Zimbabwe's long-time ruler expressed confidence Thursday that his party can win proposed elections, saying there was no need for coercive campaigning or political violence because voters support his party's "progressive" economic ideas.
President Robert Mugabe, 87, has called for elections next year to end a fragile 30-month coalition with the former opposition _ a partnership he described as an impractical "patch on torn trousers."
In an address to his ZANU PF party's annual convention, Mugabe criticized Prime Minister Morgan Tsvangirai's party. He said it was "busy chasing women," a reference to widower Tsvangirai's break-up with a commodity broker who claimed he had made her pregnant.
"We think of our people ... we are busy taking care of our country," Mugabe said.
Mugabe's often violent program to seize thousands of white-owned farms since 2000 disrupted the agriculture-based economy.
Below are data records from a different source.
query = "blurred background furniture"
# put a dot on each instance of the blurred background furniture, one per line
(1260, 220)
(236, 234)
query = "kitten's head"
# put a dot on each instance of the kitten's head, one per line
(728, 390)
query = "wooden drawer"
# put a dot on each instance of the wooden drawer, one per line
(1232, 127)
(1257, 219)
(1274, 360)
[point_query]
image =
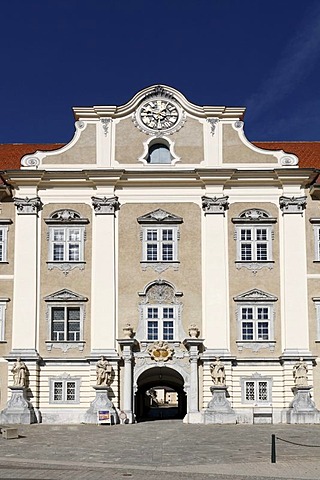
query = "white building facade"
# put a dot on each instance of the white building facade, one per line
(161, 239)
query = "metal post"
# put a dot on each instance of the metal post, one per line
(273, 449)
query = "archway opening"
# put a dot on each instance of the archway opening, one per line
(160, 395)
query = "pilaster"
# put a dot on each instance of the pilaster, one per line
(103, 294)
(295, 332)
(215, 274)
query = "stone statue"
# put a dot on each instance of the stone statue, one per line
(103, 371)
(300, 373)
(19, 371)
(218, 373)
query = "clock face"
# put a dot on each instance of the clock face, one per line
(159, 114)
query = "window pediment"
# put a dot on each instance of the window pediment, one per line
(65, 295)
(255, 295)
(159, 216)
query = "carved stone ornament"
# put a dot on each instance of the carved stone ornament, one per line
(160, 351)
(27, 206)
(193, 330)
(105, 206)
(293, 204)
(105, 125)
(213, 123)
(215, 205)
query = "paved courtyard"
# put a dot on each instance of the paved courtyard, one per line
(160, 449)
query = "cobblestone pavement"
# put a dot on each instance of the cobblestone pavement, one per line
(167, 447)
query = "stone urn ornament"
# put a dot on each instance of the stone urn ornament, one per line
(194, 330)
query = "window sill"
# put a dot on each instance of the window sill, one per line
(159, 266)
(254, 265)
(65, 346)
(66, 267)
(256, 345)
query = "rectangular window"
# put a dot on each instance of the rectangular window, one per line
(160, 244)
(64, 390)
(257, 391)
(255, 323)
(254, 244)
(161, 327)
(65, 323)
(3, 243)
(67, 244)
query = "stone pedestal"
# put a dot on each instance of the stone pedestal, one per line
(18, 409)
(101, 402)
(302, 409)
(219, 409)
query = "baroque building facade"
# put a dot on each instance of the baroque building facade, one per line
(159, 238)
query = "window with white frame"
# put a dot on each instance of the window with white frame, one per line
(255, 316)
(160, 236)
(254, 234)
(255, 322)
(65, 314)
(66, 323)
(3, 243)
(64, 389)
(66, 235)
(160, 322)
(256, 390)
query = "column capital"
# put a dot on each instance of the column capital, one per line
(105, 206)
(215, 204)
(27, 206)
(292, 204)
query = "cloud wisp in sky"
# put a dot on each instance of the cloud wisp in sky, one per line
(293, 65)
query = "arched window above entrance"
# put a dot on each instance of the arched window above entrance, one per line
(160, 313)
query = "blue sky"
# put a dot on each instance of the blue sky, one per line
(261, 54)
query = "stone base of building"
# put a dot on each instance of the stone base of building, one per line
(302, 409)
(101, 403)
(18, 409)
(219, 409)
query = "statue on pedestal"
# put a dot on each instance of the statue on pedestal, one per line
(103, 371)
(19, 371)
(300, 373)
(217, 372)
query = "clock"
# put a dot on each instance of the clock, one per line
(159, 114)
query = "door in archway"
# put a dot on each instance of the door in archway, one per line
(160, 395)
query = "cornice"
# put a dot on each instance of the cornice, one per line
(98, 111)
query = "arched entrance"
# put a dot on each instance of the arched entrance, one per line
(160, 395)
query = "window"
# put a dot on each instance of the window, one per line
(160, 322)
(255, 322)
(65, 324)
(160, 313)
(160, 235)
(64, 389)
(66, 314)
(254, 235)
(160, 244)
(256, 389)
(159, 153)
(66, 237)
(255, 319)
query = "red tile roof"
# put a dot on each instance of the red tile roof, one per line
(11, 153)
(308, 152)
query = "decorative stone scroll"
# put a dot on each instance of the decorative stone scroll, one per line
(105, 206)
(215, 204)
(27, 206)
(293, 204)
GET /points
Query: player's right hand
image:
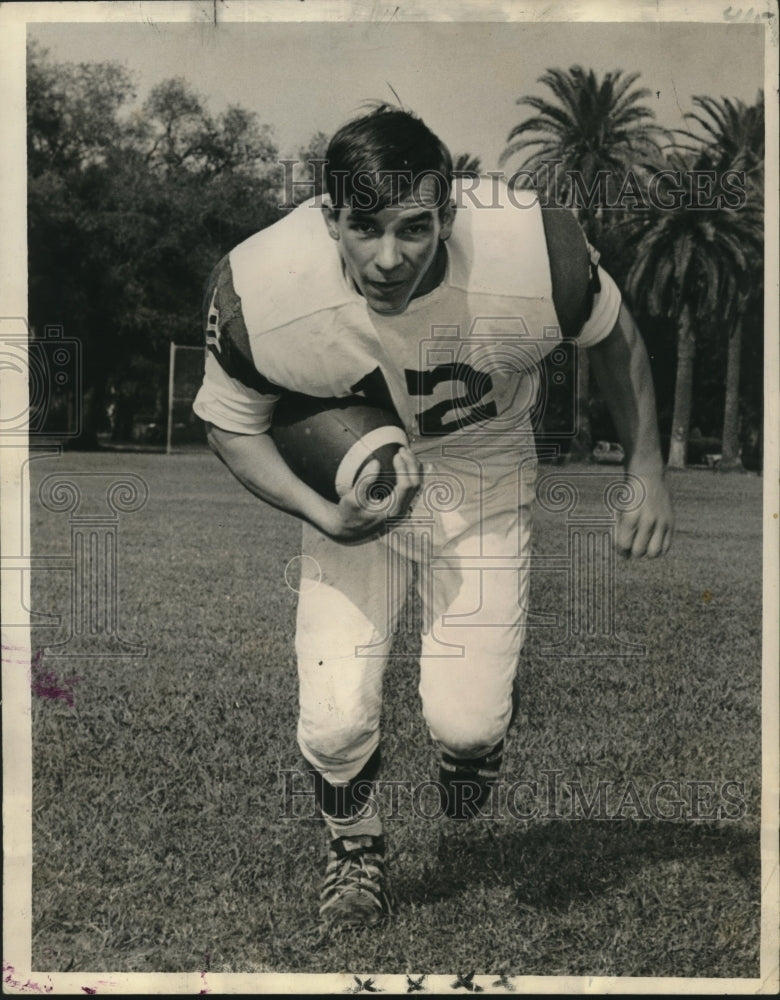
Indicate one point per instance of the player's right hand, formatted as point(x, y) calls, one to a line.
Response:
point(373, 501)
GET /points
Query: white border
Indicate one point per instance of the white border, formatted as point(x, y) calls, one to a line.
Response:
point(17, 775)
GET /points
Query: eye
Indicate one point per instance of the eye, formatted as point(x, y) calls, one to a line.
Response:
point(417, 228)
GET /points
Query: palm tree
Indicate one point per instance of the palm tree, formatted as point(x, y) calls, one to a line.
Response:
point(466, 165)
point(734, 140)
point(596, 131)
point(692, 266)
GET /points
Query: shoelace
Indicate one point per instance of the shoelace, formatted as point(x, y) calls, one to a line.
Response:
point(359, 868)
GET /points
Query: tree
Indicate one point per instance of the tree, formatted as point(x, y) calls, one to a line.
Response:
point(593, 133)
point(733, 139)
point(128, 211)
point(691, 265)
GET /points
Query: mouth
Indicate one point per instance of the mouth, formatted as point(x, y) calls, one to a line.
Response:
point(385, 287)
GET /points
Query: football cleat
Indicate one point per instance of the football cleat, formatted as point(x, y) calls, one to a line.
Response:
point(354, 893)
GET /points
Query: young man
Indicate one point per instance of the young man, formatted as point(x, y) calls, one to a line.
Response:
point(389, 290)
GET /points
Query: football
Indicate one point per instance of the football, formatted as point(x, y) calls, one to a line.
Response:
point(327, 442)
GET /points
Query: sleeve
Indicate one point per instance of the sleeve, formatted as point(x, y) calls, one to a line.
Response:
point(605, 304)
point(234, 395)
point(229, 404)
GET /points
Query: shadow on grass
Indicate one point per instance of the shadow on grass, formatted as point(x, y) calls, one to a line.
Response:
point(555, 864)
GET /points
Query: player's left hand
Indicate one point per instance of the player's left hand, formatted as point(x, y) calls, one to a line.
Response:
point(647, 531)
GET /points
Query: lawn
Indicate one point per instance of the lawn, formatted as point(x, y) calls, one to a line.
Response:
point(163, 839)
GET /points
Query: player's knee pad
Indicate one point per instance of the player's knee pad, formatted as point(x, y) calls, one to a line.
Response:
point(345, 801)
point(466, 734)
point(465, 784)
point(338, 752)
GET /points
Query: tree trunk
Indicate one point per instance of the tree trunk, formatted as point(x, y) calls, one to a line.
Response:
point(582, 444)
point(730, 450)
point(683, 393)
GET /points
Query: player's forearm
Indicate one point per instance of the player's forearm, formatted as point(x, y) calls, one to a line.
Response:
point(622, 369)
point(256, 463)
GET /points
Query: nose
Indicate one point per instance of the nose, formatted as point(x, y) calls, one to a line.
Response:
point(388, 254)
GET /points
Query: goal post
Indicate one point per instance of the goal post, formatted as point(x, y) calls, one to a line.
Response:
point(185, 374)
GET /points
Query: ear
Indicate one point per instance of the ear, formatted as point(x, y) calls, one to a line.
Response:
point(447, 220)
point(330, 216)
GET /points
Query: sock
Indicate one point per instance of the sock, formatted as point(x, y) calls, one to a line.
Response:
point(465, 783)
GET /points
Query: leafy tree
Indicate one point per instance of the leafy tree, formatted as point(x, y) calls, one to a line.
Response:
point(466, 165)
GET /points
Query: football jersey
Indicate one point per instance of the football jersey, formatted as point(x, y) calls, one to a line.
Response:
point(459, 364)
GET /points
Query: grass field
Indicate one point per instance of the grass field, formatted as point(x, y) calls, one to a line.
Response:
point(160, 842)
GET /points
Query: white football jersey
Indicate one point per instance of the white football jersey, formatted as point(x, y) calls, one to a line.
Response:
point(460, 364)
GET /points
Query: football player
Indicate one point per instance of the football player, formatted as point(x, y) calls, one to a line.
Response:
point(388, 288)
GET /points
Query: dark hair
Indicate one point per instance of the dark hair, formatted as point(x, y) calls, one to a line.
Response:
point(375, 159)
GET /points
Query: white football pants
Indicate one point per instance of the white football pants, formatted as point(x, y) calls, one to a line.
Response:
point(470, 540)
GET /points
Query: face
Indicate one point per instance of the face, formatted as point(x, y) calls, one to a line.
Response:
point(390, 254)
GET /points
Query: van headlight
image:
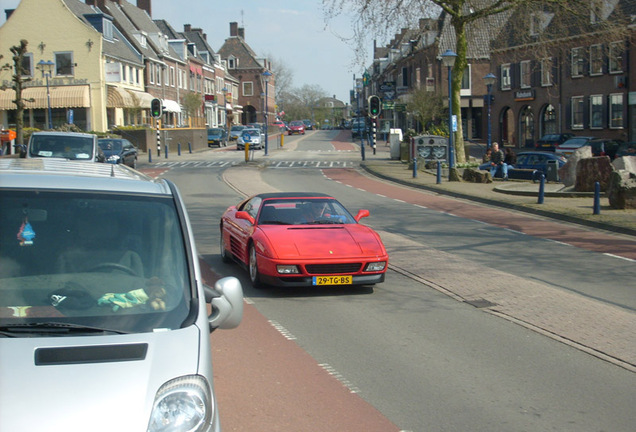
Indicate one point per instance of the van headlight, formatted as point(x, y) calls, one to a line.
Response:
point(182, 405)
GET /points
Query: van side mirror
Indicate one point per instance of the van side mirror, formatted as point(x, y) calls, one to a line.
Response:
point(226, 300)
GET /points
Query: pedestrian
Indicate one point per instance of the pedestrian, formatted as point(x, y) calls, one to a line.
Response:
point(497, 159)
point(511, 157)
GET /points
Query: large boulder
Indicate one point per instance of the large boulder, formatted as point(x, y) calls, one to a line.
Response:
point(622, 190)
point(476, 176)
point(567, 173)
point(592, 170)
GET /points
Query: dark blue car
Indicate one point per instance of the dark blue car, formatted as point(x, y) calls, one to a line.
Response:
point(531, 160)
He has also announced plans to force businesses and mines to hand over a 51 percent ownership to black Zimbabweans.
He addressed 6,000 delegates in the city of Bulawayo for 2 1/2 hours Thursday. The convention ends Saturday.
Mugabe warned Zimbabweans to be alert to attempted Western manipulation of mineral resources in gold, platinum and diamonds. Speaking in the local Shona language, he also said the late Libyan leader Moammar Gadhafi befriended the West who wanted Libya's oil. Western powers then "squashed him in broad daylight."
Dewa Mavhinga, a political analyst with the Crisis in Zimbabwe Coalition, told The Associated Press that he feared Mugabe will unilaterally call early elections.
He said violence and allegations of vote-rigging plagued three national elections in the past decade and that there still was no "level political playing field."
Deep divisions in Mugabe's party have emerged over the ability of the ailing leader to remain in control and stop infighting.
U.S. diplomatic cables released by WikiLeaks earlier this year quoted several top party leaders saying they wanted Mugabe to leave office. Party hardliners loyal to Mugabe have called for such "sell-outs" to be punished and possibly expelled from ZANU PF.
The party's 10 provincial districts in separate meetings have already endorsed Mugabe as its sole presidential candidate against Tsvangirai, 59, in the next elections despite fears over his health.
Mugabe has visited Singapore at least eight times this year for medical treatment. U.S. cables quoted associates of Mugabe as saying he suffers from prostate cancer.
Mavhinga of the Crisis Coalition said the party convention is unlikely to dare tackle leadership changes and was expected to "rubber stamp" Mugabe's leadership.
"The party has invested too much in one person and it's inextricably linked to Mugabe. Without him things will fall apart," he said.